A teacher in France lost his job over his extreme body art. These are the guidelines for displaying your tattoos on the job.
The topic of tattoos in the workplace has (forgive us) resurfaced recently. Last year, Sylvain Helaine, a kindergarten teacher at the Docteur Morere Elementary School in Palaiseau, France, lost his job after the parents of a 3-year-old student (who was not taught by Helaine) complained of nightmares after encountering the teacher. Here's the thing: Helaine is completely tattooed. Completely. As in body, face, and tongue—not to mention the whites of his eyes were surgically turned black. Yowza.
Wondering if you cover your tattoos at work or for a job interview? That depends.

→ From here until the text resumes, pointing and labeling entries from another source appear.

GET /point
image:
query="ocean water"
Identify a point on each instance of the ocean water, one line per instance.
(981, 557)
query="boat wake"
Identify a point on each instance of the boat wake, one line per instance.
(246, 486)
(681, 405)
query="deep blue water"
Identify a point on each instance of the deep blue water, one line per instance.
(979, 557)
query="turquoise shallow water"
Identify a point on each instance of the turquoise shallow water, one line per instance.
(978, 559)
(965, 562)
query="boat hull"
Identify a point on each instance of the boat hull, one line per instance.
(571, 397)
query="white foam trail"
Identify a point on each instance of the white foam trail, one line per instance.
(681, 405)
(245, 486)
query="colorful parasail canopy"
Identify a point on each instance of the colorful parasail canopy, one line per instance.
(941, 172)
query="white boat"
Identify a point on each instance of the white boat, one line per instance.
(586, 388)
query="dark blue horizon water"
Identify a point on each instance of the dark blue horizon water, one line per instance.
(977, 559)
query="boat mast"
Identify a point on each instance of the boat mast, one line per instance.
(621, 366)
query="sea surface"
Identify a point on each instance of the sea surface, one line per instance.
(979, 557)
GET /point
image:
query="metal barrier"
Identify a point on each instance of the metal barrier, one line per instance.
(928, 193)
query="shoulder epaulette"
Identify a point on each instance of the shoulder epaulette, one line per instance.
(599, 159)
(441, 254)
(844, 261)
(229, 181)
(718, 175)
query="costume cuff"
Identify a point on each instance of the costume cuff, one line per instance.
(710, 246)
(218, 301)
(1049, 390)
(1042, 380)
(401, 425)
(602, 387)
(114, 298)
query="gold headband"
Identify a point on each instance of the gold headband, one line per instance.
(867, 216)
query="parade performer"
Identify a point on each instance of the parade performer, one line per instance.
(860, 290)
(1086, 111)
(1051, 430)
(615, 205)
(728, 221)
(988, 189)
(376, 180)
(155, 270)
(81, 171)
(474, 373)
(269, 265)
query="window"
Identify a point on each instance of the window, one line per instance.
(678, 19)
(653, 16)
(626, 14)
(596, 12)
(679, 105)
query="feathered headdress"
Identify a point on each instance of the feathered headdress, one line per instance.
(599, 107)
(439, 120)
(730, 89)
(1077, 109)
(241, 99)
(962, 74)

If you've got a butterfly on your ankle, the name of your kid on your arm, or even a giant back piece of Meatloaf's Bat Out of Hell cover art, you're going to have an easier time getting by than if you have, say, your face, neck, and palms inked.
These are the guidelines for when, how, and if you can freely flaunt your tattoos in the workplace.
Trust your instincts
The decision on whether to reveal tattoos at work depends in large part on your field and your work environment.

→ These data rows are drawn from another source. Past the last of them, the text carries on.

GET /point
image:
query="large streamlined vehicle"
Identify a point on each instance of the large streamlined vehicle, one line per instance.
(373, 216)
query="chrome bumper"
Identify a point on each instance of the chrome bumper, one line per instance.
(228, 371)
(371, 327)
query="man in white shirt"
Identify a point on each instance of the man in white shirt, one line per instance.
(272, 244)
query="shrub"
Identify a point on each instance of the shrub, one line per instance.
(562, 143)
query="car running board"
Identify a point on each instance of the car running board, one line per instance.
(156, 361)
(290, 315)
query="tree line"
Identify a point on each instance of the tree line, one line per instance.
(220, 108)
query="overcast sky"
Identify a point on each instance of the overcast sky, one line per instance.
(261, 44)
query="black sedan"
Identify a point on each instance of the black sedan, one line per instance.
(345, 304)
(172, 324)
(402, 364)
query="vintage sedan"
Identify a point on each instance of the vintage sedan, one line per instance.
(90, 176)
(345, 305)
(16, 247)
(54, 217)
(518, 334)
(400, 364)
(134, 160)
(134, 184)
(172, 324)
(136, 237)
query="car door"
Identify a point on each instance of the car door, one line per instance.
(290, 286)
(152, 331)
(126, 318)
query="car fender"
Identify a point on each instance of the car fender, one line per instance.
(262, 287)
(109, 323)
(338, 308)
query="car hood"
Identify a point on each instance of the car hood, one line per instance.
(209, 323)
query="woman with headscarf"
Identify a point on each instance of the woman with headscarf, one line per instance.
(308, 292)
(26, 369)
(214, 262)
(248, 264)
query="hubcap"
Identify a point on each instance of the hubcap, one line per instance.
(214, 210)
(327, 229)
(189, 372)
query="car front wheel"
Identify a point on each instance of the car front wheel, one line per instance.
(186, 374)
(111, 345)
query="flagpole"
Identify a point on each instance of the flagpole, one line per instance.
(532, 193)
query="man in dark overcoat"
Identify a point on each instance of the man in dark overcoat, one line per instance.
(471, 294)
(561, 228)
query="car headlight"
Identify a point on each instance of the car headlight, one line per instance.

"You have to use your own discretion in terms of what's appropriate and what's not appropriate," says Stephen Viscusi, a corporate headhunter and author of On the Job: How to Make It in the Real World of Work. "There's no right or wrong answer. It has to do with the industry you're in, and what's acceptable for that industry."
The big cover-up
If you're unsure about how your tattoo will be received in a job interview, cover it up, recommends Donna Flagg, president of the Krysalis Group, a New York City-based human resources and management consulting firm. "I would always play it conservative because you just don't know enough about the organization yet."
What defines you?
Don't let an especially prominent tattoo upstage your appearance as a professional.

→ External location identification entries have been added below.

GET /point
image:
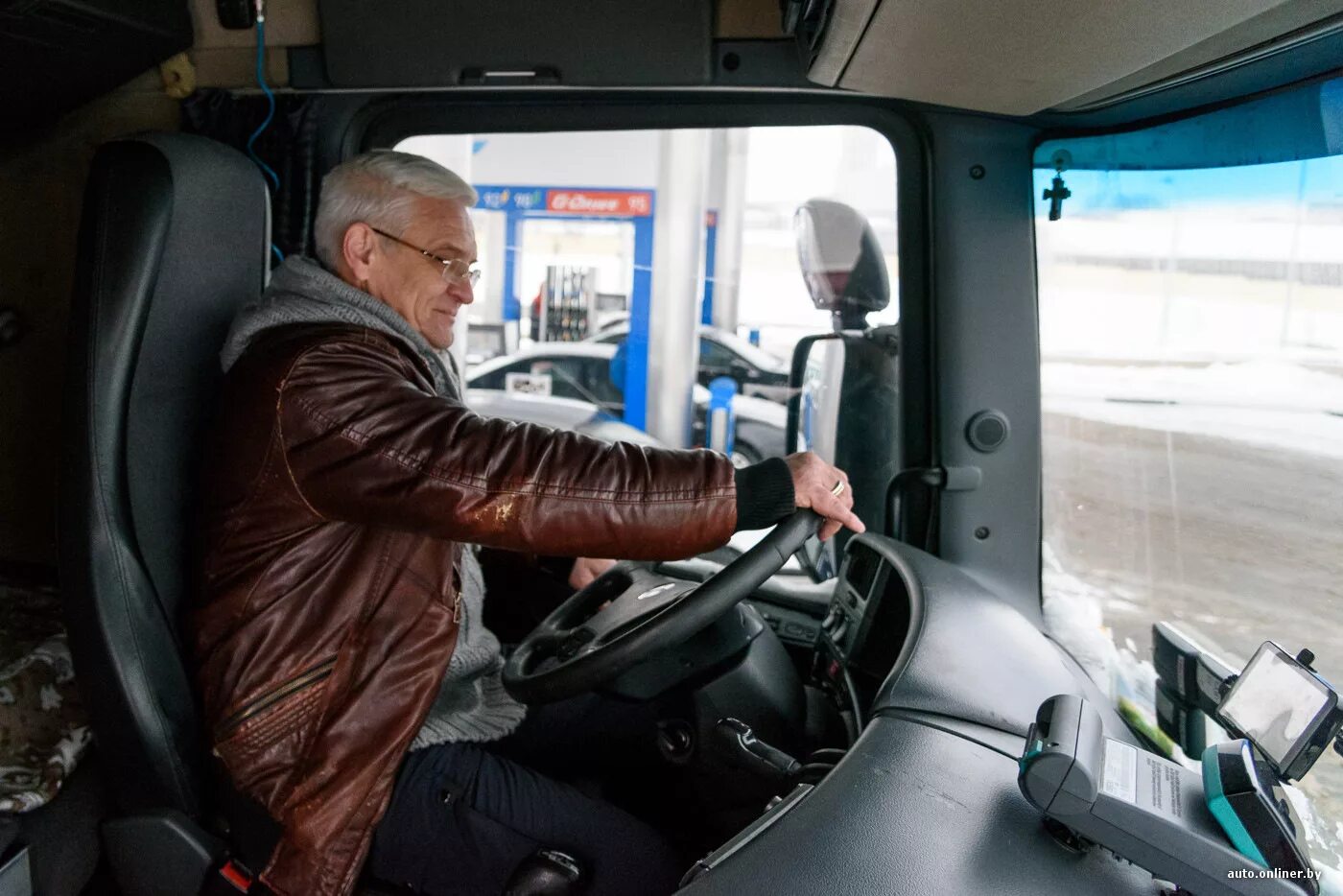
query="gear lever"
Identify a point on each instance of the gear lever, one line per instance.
(739, 744)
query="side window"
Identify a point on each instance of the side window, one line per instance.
(1191, 366)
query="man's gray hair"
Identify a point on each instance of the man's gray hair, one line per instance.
(379, 188)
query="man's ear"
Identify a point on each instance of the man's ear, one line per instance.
(358, 248)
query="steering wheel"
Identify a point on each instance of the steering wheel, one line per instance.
(577, 648)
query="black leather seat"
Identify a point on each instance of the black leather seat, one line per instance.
(175, 238)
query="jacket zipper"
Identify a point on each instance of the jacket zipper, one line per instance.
(269, 698)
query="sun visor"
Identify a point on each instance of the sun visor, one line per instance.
(1023, 57)
(442, 43)
(1292, 125)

"It's fine to be an individual, but anything that's going to separate you isn't necessarily a plus," says Viscusi, who also hosts a syndicated radio show on workplace issues. "If it's a snake, a religious image, or an ex-husband or ex-wife, it distracts from who you might be. Instead of being the smart person in cubicle so-and-so, you're the one with the snake."
Grounds for dismissal
If your company has a no-tattoo rule—or a dress code stipulating tattoos should be covered—you could run the risk of being fired if you don't conform. Covering your tattoos for work might be non-negotiable.
"It's really about an agreement," Flagg says. "If we state clearly we have a no-tattoo policy, then displaying yours could be grounds for firing, just like with any policy."
People in their 20s, 30s, and 40s are more likely to view tattoos as just another fashion accessory, while older colleagues or bosses may think otherwise.
"It's a generational conflict," Flagg says. "Even in a cool, hip company, there are still people who ascribe meaning to tattoos...and think they are a rogue or rebellious thing to do. That's not how it's being seen in the generation that's having them done."